Here's some more detail on the way it works now. Please chime in with recommendations if you think there seems to be something wrong with it.
Alien does their usual check for psi-attack or blaster-launch.
Then it uses a modified version of the sniper-code that uses an actual visibility check of their friends and doesn't cheat like the last version. Not cheating obviously makes it weaker in that sense.
Another modification is that when there's several potential targets the closest is preferred instead of a random one.
After that everything is entirely new code.
The first part is what I'd call the line-of-fire-checking-part. It looks up all tiles in range with enough TU reserved to still do an attack from where it can get a line of fire to x-com-soldiers. There's a huge score-bonus if that soldier is currently visible to a friend. It also traces back from all x-com-soldiers to get a divisor for how often it would be in their line of fire. Civilians get drastically reduced score for that. (I shall also do that for the sniper, target-selection I just realized).
So tiles from which many x-com-soldiers could be shot at will be preferred.
If no LOF was found, path-finding to that tile will be skipped since path finding is way more expensive than LOF-checking and we don't want to do it unnecessarily.
The path-finding is used to determine a score-factor based on distance to the preferred tile and also to make sure we don't pass on an unreachable tile as this results in an endless-loop.
There's 3 possible scenarios. The simplest one is the one where the unit finds a tile with a higher score in it's range. Then it simply just goes there.

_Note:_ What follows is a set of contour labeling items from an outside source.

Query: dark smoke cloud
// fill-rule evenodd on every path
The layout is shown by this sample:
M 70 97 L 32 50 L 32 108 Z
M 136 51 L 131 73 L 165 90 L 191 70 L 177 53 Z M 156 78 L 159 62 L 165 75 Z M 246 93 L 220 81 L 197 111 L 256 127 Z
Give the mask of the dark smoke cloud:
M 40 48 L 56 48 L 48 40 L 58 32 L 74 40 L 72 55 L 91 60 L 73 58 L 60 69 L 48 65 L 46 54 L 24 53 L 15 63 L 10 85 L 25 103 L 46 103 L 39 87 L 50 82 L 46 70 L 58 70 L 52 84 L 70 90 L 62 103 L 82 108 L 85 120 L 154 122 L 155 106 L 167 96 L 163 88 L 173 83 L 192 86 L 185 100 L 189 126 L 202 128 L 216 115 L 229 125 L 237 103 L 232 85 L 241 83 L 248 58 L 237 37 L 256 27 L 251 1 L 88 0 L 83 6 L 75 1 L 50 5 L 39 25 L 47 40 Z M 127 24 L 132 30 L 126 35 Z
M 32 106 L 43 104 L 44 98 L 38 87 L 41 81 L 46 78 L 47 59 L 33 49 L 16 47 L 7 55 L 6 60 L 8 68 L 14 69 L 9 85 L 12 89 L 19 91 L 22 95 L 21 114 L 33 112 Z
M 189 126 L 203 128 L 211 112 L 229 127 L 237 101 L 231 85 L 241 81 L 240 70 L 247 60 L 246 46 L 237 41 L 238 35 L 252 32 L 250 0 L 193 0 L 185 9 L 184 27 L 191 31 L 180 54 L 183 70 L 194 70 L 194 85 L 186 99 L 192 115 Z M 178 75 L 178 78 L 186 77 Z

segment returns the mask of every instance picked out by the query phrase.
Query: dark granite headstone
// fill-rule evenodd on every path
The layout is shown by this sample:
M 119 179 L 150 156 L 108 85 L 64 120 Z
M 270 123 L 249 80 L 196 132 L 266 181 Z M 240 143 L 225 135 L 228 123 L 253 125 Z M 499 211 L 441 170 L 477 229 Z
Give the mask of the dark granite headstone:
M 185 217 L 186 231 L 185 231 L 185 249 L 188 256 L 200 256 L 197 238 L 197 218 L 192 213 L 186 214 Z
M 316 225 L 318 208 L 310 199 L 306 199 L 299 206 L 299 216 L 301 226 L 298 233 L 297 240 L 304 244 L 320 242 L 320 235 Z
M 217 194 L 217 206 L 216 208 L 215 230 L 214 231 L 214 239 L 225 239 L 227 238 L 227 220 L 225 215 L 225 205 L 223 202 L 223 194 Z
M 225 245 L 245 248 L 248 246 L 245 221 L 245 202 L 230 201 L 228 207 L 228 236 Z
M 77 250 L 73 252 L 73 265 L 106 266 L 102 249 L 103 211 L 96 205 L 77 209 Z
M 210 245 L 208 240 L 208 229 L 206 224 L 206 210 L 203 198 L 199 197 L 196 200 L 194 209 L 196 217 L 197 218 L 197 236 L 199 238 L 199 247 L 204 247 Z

Scenario 2 is that it realized it's already standing on the best tile in range. Then a check is performed to find the x-com-unit that is in lof of the most aliens. If at least 2 aliens can see the most visible one, the alien closest to it will be ordered to walk towards it. It basically becomes a spotter for the others. Note that none of that happens when there's no Lof. So you can't lure the aliens in an alley to set up your own traps.
If less than 2 aliens have a lof the unit will just stay where it is and face in the direction of the closest enemy is has lof to. Note that BA_TURN was not implemented before so I had to do it. AI couldn't turn without moving before. It was basically 1 line of code that was simply missing.
Scenario 3 is when the alien didn't find any tile to get a lof from.
In this case there's a 2 step process for what it does instead. First it asks it's friend who has the best LoF. If none of the friends does have any lof either, it asks them who can see the most tiles. (I had to change the code for that too, as this was only tracked for x-com-units but not aliens. And then I had to make sure the aliens don't reveal the map for the player, as this was done in the same function that stores the visible tiles to the unit.)
Whichever it was, it then will carefully (saving enough TUs for aimed) walk towards their position. In all the determinations of where to go there will be a check to avoid standing directly in the line of fire of other aliens. They still tend to end up quite close together, which makes them a good target for AoE. If you can find them before they kill you, that is.
I've done two test-battles. One of them went way better than the other. Having a lot of cover, in this case no less than 4 buildings, helped tremendously. I got really close to a pack of 4 aliens while getting there unseen.
I think the whole "move towards friend"-idea is probably mistaken. It discards other good opportunities and leads to vulnerabilty against AoE. My initial idea was to calculate a generalized score for everything. But that was hard to handle. So I went to this "look at my friends"-idea instead.
Now I'm thinking instead of combining the scores, I calculate two separate ones. When the first one is above zero it always wins. But if not, then the other will be a fallback-score. And that one could actually be about hiding. It still could consider visibility, how good it is visible for enemies, proximity to friends and also enemies in some way.
So the idea would be: If the X-Com soldiers expose themselves, we get into position to snipe them, send a spotter and then fire at them from all angles. But if the X-Com soldiers hide themselves, we do the same and let them come to us.
I realize that this is vastly different from my initial idea of how the aliens should play and really close to what Vakrug said from the beginning.